Patients with cirrhosis and AVB categorized as CP-A or MELD < 10 had similar clinical outcomes during hospitalization whether or not they received octreotide.
目前的指南并没有根据肝脏疾病的严重程度,对肝硬化合并急性静脉曲张出血(AVB)患者使用血管活性药物进行区分。
在这项回顾性研究中,比较了 100 例接受奥曲肽联合内镜治疗(ET)和 216 例仅接受 ET 的患者的临床结局,根据 Child-Pugh(CP)评分和 MELD 分层,比较了出血控制失败、住院死亡率和输血需求等方面的差异。

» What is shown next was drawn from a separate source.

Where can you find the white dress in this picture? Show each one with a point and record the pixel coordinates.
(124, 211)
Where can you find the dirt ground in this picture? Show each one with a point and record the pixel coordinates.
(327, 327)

在 CP-A 患者或 MELD < 10 的患者中,与单独接受 ET 相比,奥曲肽并不能改善住院死亡率(CP-A:0.0 与 0.0%;MELD < 10:0.0 与 2.9%,p=1.00)、出血控制失败(CP-A:8.7 与 3.7%,p=0.58;MELD < 10:5.3 与 4.3%,p=1.00)和输血需求(CP-A:39.1 与 61.1%,p=0.09;MELD < 10:63.2 与 62.9%,p=1.00)。在奥曲肽组中,肝功能严重受损的患者在住院死亡率(CP-B/C:3.9 与 13.0%,p=0.04;MELD ≥ 10:3.9 与 13.3%,p=0.03)和输血需求(CP-B/C:58.4 与 71.6%,p=0.05;MELD ≥ 10:50.6 与 72.7%,p < 0.01)方面的结局优于非奥曲肽组。多变量分析显示,奥曲肽仅与肝功能严重受损(CP-B/C 或 MELD ≥ 10)患者的住院死亡率(p=0.028)和输血需求(p=0.008)独立相关。
在 CP-A 或 MELD < 10 的肝硬化合并急性静脉曲张出血患者中,无论是否使用奥曲肽,其住院期间的临床结局相似。